Ventos Sobre as Águas

🌊 Capítulo Especial – Ventos Sobre as Águas

O Navio “Aurora Negra” cortava as ondas com firmeza. As velas tremulavam sob o céu claro, e o som das águas batendo no casco preenchia o ar com uma calma que os amigos não sentiam há dias. Ainda faltavam algumas horas até que avistassem o lendário Continente Zero, e o mar estava tranquilo — um raro presente.

No convés, Mike estava de pé próximo à proa, os olhos fixos no horizonte.

— Pensando no próximo fragmento? — perguntou Julhian, se aproximando com as mãos nos bolsos e a katana presa às costas.

Mike assentiu levemente.

— Estamos ficando sem tempo. Ainda faltam quatro páginas. E algo me diz que as coisas vão ficar mais perigosas a partir daqui.

Julhian cruzou os braços.

— Você sempre diz isso.
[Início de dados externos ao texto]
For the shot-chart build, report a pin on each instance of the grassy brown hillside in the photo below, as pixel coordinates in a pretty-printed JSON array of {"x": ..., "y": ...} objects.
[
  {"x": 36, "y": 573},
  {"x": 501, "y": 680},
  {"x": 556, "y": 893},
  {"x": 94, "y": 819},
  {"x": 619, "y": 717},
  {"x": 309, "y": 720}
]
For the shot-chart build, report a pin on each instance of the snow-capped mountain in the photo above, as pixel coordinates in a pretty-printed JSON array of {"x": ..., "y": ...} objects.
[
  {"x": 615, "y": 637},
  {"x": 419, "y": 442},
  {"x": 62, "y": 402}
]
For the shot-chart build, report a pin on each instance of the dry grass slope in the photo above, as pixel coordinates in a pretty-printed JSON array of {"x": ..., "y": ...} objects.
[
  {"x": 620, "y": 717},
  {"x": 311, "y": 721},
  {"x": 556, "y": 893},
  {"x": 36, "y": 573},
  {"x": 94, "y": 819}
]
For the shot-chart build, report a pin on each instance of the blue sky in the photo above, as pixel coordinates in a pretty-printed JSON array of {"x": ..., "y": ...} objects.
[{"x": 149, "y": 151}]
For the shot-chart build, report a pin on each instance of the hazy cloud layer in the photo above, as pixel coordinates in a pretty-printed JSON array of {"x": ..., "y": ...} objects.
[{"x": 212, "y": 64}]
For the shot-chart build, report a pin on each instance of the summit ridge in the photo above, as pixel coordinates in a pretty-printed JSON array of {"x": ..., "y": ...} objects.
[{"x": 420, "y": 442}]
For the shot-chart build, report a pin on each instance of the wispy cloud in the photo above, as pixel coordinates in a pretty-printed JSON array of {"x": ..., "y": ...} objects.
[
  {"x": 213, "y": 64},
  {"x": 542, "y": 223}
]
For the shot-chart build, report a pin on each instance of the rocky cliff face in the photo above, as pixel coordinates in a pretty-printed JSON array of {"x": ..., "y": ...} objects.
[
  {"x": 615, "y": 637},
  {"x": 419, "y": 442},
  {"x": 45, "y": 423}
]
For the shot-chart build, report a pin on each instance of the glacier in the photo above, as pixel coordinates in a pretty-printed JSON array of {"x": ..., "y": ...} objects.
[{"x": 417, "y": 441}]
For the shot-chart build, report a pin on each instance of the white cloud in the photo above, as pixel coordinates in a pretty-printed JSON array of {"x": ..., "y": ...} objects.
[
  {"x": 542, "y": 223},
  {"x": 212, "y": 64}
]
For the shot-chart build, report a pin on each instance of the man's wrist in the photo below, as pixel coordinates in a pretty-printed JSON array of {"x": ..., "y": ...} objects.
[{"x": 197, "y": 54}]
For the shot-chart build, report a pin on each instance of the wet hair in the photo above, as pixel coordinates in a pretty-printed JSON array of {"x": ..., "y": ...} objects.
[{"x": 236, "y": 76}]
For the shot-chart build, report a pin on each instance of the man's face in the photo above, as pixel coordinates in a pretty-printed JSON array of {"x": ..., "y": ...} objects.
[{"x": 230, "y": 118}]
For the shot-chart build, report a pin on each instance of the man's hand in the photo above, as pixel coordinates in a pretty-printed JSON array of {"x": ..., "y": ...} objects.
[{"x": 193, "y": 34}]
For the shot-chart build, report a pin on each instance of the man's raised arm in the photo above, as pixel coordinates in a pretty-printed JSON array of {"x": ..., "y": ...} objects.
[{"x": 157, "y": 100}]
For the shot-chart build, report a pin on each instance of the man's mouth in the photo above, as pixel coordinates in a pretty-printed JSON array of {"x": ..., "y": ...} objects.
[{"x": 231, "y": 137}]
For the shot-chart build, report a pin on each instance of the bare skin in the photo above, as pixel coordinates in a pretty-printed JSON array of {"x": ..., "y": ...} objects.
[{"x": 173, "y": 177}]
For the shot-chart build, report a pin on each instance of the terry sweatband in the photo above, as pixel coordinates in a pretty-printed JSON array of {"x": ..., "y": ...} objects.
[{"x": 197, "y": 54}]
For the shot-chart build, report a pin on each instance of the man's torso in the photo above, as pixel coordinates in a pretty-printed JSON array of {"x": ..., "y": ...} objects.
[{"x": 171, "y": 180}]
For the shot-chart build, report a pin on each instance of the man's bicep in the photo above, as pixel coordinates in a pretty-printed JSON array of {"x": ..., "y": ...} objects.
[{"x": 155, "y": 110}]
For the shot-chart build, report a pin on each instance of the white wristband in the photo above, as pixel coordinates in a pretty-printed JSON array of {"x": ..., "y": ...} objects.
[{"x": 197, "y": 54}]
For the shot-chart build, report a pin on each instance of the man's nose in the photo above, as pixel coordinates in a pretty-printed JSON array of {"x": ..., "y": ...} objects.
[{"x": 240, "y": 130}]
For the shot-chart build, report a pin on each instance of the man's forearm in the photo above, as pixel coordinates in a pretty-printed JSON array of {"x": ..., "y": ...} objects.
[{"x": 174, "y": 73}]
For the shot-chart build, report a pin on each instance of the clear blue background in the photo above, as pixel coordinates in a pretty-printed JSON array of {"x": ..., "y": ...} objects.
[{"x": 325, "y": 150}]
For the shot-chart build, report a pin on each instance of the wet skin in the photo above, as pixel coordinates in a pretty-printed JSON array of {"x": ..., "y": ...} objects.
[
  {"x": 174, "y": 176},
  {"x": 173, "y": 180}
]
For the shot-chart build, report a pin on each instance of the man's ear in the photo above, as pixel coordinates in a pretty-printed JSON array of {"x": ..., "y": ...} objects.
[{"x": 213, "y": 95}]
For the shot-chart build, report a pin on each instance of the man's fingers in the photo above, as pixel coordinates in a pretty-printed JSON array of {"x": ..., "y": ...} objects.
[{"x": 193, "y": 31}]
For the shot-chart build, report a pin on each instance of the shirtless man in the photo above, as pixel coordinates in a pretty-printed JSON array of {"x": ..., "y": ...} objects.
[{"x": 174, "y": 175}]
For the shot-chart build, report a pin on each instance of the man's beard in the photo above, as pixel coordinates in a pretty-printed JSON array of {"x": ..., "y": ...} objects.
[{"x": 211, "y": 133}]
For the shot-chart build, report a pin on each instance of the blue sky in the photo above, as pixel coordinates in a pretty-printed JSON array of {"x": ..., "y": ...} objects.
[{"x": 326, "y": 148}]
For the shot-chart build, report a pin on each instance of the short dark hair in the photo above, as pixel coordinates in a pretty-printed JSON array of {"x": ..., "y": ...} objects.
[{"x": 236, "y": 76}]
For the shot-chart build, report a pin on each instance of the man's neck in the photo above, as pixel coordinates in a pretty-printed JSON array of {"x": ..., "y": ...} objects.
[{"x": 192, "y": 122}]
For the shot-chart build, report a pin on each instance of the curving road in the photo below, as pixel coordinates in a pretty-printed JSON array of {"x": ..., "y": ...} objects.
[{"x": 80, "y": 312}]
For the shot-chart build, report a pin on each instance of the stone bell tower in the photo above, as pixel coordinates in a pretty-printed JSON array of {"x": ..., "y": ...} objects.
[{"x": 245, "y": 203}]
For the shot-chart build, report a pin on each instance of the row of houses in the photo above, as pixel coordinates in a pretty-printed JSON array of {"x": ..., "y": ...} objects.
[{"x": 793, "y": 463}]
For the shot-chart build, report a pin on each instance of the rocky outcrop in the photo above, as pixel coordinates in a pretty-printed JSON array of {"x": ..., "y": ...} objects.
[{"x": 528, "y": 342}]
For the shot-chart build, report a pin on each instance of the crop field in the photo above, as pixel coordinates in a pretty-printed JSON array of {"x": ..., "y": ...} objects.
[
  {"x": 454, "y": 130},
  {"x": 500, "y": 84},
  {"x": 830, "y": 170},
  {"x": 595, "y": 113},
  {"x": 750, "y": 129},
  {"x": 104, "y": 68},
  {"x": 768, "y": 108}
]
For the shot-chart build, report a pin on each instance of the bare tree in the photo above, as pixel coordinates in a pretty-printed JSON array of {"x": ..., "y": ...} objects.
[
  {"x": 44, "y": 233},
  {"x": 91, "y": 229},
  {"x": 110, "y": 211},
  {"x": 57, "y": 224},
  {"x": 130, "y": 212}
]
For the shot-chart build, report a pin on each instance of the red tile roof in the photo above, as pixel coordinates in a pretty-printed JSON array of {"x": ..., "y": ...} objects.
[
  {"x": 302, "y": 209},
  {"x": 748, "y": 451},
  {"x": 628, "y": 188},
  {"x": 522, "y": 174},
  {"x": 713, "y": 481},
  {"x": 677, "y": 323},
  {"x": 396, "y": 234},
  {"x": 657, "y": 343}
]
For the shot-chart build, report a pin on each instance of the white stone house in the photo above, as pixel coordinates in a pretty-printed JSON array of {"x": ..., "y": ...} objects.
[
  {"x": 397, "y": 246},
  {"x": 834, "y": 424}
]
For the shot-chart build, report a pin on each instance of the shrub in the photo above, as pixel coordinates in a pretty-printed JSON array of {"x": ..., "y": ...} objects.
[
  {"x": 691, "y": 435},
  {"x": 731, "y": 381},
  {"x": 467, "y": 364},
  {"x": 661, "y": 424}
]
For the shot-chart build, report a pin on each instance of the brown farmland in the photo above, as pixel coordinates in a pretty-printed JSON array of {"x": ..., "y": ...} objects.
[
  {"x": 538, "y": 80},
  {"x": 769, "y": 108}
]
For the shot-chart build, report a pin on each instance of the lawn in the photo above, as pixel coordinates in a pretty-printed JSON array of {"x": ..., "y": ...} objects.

Mas a gente continua sobrevivendo.

— Por enquanto — respondeu Mike, com um sorriso de canto. — Mas sabe o que realmente me preocupa?

— O quê?

— A Karina e a Serena... deixadas sozinhas na cozinha do navio.

Nesse momento, um estouro ecoou da parte interna da embarcação, seguido de um grito:

ALGUÉM ME DÁ ÁGUA, O ARROZ PEGOU FOGO!!

Mike e Julhian trocaram olhares.

— É, tá começando.

No refeitório improvisado, Karina estava agachada com uma panela fumegante nas mãos, abanando com desespero. Serena tentava conjurar um jato d’água preciso, mas só conseguia criar uma neblina.

— Eu te disse que arroz precisa de três partes de água! — disse Serena, suando nervosa.

— Eu tava tentando seguir o instinto! — rebateu Karina, abanando ainda mais. — E foi você quem disse “deixa no fogo alto”! Isso é claramente sua culpa!

— Era só pra ferver mais rápido...

A porta se abriu com um baque.

— Que cheiro de fumaça é esse?! — disse Natália, entrando com os olhos arregalados.

— Nosso almoço virou carvão. — Karina largou a panela em cima de um barril. — Eu sou eletricista de combate, não cozinheira!

Piter apareceu logo atrás, já com um copo de suco na mão.

— Podíamos só comer pão e queijo hoje...

— VOCÊ TÁ BEBENDO MEU SUCO DE FRUTA PROIBIDA?! — gritou Serena.

— Tava na geladeira. Lei do mar.

Kyouran apareceu por último, mastigando calmamente uma maçã.

— Todos vocês são terríveis na cozinha.

— Ah, como se você soubesse cozinhar, veneno ambulante — provocou Karina.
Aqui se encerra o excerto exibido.